Clusteranalysen allgemein

Wie Ordinationen (Statistik 6 und 7) gehören Clusteranalysen zu den multivariat-deskriptiven Methoden. Wozu macht man dann Clusteranalysen?

  • Clusteranalysen sind komplementär zu Ordinationen: Bei Clusteranalysen liegt der Fokus auf den Unterschieden, während bei der Ordination der Fokus auf dem allmählichen Wandel entlang von Gradienten liegt. Insofern sind Ordinationen und Clusteranalysen Methoden, die für die gleichen Datensätze und z. T. ähnliche Fragestellungen angewendet werden können, aber mit Betonung unterschiedlicher Aspekte. Oftmals werden in einer Studie sogar beide Verfahren angewandt.

  • Prinzipiell geht es bei Clusteranalysen um das Herausarbeiten von Gruppen von Objekten mit ähnlichen Eigenschaften, z. B.:

    • um diese zu beschreiben,
    • um diese auf Unterschiede zu testen oder
    • um deren Verbreitung in Karten darstellen zu können.

Es gibt drei grundlegende Typen von Clusteranalysen, jeweils mit mehreren Methoden:

  • Partitionierung (ohne Hierarchie)
  • Hierarchische Clusteranalyse
    • divisiv (der Gesamtdatensatz wird sukzessive in immer feinere Gruppen aufgeteilt)
    • agglomerativ (beginnend mit den Einzelbeobachtungen werden diese immer weiter zu Gruppen zusammengefasst)

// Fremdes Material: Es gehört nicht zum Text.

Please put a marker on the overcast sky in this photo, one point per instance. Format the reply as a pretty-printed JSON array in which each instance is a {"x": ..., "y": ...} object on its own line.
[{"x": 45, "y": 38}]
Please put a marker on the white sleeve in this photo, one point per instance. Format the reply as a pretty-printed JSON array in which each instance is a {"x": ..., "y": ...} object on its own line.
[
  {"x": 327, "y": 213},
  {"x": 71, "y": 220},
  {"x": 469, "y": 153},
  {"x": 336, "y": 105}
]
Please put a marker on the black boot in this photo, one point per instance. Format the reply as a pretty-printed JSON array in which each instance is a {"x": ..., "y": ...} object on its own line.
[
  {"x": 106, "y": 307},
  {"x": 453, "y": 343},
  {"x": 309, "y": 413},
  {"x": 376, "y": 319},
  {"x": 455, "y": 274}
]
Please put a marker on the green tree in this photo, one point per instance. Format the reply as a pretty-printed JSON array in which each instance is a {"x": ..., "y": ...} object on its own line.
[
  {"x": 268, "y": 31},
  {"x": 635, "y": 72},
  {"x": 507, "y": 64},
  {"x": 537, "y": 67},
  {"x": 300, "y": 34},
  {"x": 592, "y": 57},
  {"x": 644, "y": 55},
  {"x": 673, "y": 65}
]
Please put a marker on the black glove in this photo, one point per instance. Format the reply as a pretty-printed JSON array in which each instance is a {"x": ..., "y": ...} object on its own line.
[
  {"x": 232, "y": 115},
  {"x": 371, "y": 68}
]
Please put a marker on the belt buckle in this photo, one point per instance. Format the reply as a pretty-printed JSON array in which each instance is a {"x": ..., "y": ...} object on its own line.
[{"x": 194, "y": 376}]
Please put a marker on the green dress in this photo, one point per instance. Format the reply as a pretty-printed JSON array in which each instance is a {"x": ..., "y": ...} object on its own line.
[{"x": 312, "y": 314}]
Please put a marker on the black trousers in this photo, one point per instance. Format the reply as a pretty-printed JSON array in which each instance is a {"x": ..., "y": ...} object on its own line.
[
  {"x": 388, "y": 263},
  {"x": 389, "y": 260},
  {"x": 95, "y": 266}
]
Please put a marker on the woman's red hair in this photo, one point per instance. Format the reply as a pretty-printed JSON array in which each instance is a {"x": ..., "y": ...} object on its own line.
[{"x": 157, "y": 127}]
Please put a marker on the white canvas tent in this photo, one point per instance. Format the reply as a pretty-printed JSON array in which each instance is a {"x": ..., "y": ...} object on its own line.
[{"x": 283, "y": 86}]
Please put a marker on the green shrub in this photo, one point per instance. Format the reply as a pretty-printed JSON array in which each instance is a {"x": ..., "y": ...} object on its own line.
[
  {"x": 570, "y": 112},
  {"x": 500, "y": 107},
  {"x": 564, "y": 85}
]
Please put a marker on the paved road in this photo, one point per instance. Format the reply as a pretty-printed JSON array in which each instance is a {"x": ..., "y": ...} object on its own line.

Im Kurs behandeln wir nur die Partitionierung und verschiedene agglomerative Clusterferfahren. Ein divisives Clusterverfahren wäre z. B. TWINSPAN (Hill 1979; Roleček et al. 2009), welches in der Vegetationsökologie viel verwendet wird, m. W. nicht in R implementiert ist, dafür unter anderem im Freeware-Programm JUICE (Tichý 2002).

k-means clustering

Das k-means clustering ist die einfachste Clustermethode überhaupt. Ihre Kernaspekte lassen sich wie folgt beschreiben:

  • Partitionierung (ohne Hierarchie) in vom Benutzer vorgegebene k Cluster.
  • Verfahren versucht die Summe der quadratische Abweichungen vom den Clusterzentren (Zentroide) zu minimieren.
  • In der Tendenz entstehen ± sphärische Cluster ähnlicher Grösse (sphärisch meint kugelförmig/isodiametrisch, aber eben nicht im dreidimensionalen, sondern im vieldimensionalen Variablenraum).
  • Da das Ganze mit einem iterativen Optimierungsalgorithmus passiert, der mit zufällig gewählten Startpunkten beginnt, unterscheiden sich unterschiedliche Durchläufe im Ergebnis.

Die Durchführung des k-means clustering eines multivariaten Datensatzes geschieht mit dem Befehl kmeans aus Base R, hier angewandt auf unseren Moordatensatz, den wir schon von den Ordinationen kennen:

kmeans.2 <- kmeans(sveg, 3)

Wie sehen unsere drei Cluster nun aus? Am besten plotten wir sie in das Ordinationsdiagramm, indem wir die Beobachtungen je nach Clusterzugehörigkeit einfärben:

plot(pca, type = "n")

points(pca, display = "sites", pch=19, col=kmeans.2[[1]])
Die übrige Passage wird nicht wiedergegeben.